Soy sauce is made from fermented soy beans in a salt brine, and is often added to savoury dishes because it provides plenty of umami. Soy sauce is a powerful flavour booster thanks to naturally occurring sodium and glutamic acid, the building blocks of MSG (monosodium glutamate). MSG activates the glutamate receptors in our mouths, which can give us a heightened awareness of these flavours in our food. That goes for sweet and savoury dishes alike. Adding a bit of soy sauce to our desserts can effectively open the flavour door, and allow us to taste the richness of other flavours on our palate.

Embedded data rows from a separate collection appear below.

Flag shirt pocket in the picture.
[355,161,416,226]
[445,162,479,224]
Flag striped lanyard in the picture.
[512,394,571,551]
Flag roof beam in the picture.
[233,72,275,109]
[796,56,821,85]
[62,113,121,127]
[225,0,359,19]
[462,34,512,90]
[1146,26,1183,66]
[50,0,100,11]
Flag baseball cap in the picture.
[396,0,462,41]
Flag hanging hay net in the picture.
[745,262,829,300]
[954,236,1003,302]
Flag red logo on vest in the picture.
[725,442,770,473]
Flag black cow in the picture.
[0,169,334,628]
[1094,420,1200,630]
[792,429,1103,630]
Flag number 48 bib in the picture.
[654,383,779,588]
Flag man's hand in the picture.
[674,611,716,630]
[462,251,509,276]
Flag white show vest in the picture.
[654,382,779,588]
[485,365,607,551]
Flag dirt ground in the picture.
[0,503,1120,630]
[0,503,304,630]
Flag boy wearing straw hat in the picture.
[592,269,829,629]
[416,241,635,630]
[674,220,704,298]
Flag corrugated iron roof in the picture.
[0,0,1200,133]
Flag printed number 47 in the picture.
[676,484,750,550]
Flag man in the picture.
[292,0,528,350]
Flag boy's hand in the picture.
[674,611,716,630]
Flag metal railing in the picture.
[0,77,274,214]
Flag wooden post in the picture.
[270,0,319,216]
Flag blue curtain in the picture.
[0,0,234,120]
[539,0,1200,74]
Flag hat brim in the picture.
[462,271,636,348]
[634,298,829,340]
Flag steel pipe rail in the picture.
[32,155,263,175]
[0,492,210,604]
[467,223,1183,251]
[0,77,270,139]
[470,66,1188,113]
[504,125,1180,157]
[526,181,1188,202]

If you’re hesitant because soy sauce makes you think of vegetables or meat, and not chocolate brownies, I understand. You can put your fears to rest. Soy sauce added to chocolate desserts is, first and foremost, subtle. It doesn’t taste like a terrible mistake was made. In fact, it tastes like you must have done a lot more work than you actually did. Soy sauce adds the requisite touch of saltiness to baked goods, along with noticeably rich caramel notes, and a light maltiness. Since the glutamate receptors in your mouth will be firing away, the earthy, bitter notes of the chocolate used will be magnified in the best way possible, so use good quality chocolate.

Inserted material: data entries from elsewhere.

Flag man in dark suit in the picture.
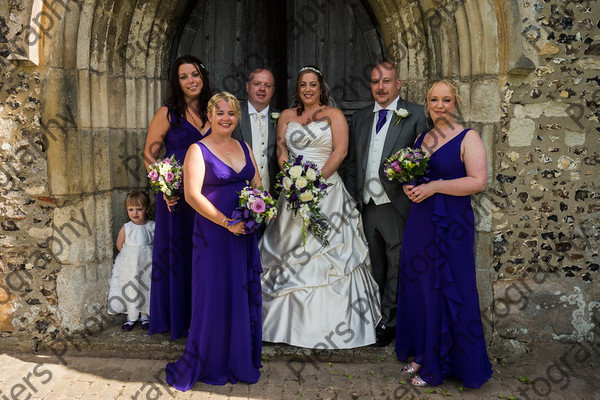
[343,62,427,346]
[232,69,279,192]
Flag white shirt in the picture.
[248,102,270,190]
[363,96,400,205]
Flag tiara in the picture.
[300,67,323,76]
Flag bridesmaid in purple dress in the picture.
[396,80,492,388]
[144,55,212,339]
[166,92,262,391]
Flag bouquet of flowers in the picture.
[383,147,429,184]
[148,155,183,200]
[276,155,330,246]
[229,186,277,233]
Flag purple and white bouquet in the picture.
[148,155,183,200]
[229,186,277,233]
[383,147,429,185]
[276,155,330,246]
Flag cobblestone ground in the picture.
[0,345,600,400]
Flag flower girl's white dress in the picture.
[108,221,154,321]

For those who enjoy experimenting, adding soy sauce to baked goods is as easy as adding vanilla extract, simply measure out a teaspoon or two, and stir it in with the other wet ingredients. For others who don’t want to do any guesswork, there are plenty of recipes that already include soy sauce as an ingredient, like my chocolate brownie recipe below, or these soy sauce cookies.
I find that soy sauce magnifies darker, warmer flavours well. Pair it with desserts that include chocolate, vanilla, caramel, spices, or nuts. In order to draw out more warm caramel flavours, the brownie recipe below uses a higher ratio of brown sugar, which plays well with the soy sauce.
Dark Chocolate Soy Sauce Brownies
- 28 g bittersweet chocolate (chopped)
- 7 tablespoons butter (cut into ½-inch pieces)
- 2 teaspoons soy sauce
- ½ teaspoon vanilla extract
- ¾ cup brown sugar
- ¼ cup white sugar
- 3 tablespoons dark cocoa powder
- 2 eggs (room temperature)
- 1/2 cup flour
- Toppings like Reese’s Pieces, or nuts (optional)
Preheat the oven to 180°C. Butter and parchment line an 8-inch by 4-inch loaf pan, or an 8-inch cake pan (for thinner brownies).
In a microwave-safe bowl, add the chocolate and butter. Microwave for a minute or two, stopping to stir every 20-30 seconds, until melted. Stir in the soy sauce and vanilla extract.
In a medium bowl, put both sugars and the cocoa powder. Mix and press with the back of a spoon to break up any clumps of cocoa powder, and distribute amongst the sugars. Add the chocolate mixture to the sugar mixture and stir until combined. Stir in the eggs, one at a time. Add half of the flour, and stir until just barely combined. Add the other half and stir until just combined.
Pour the brownie batter into the prepared pan, smooth it out and top with candy pieces or nuts. (Go light on the toppings, they’ll sink if they get too heavy.)
Bake in a 180°C oven for 25-30 min, or until the edges are puffed and the centre is just set. This recipe can be doubled for a larger and thicker batch of brownies. Keep them at room temperature, in an airtight container, for five to seven days (as if they won’t be devoured in hours).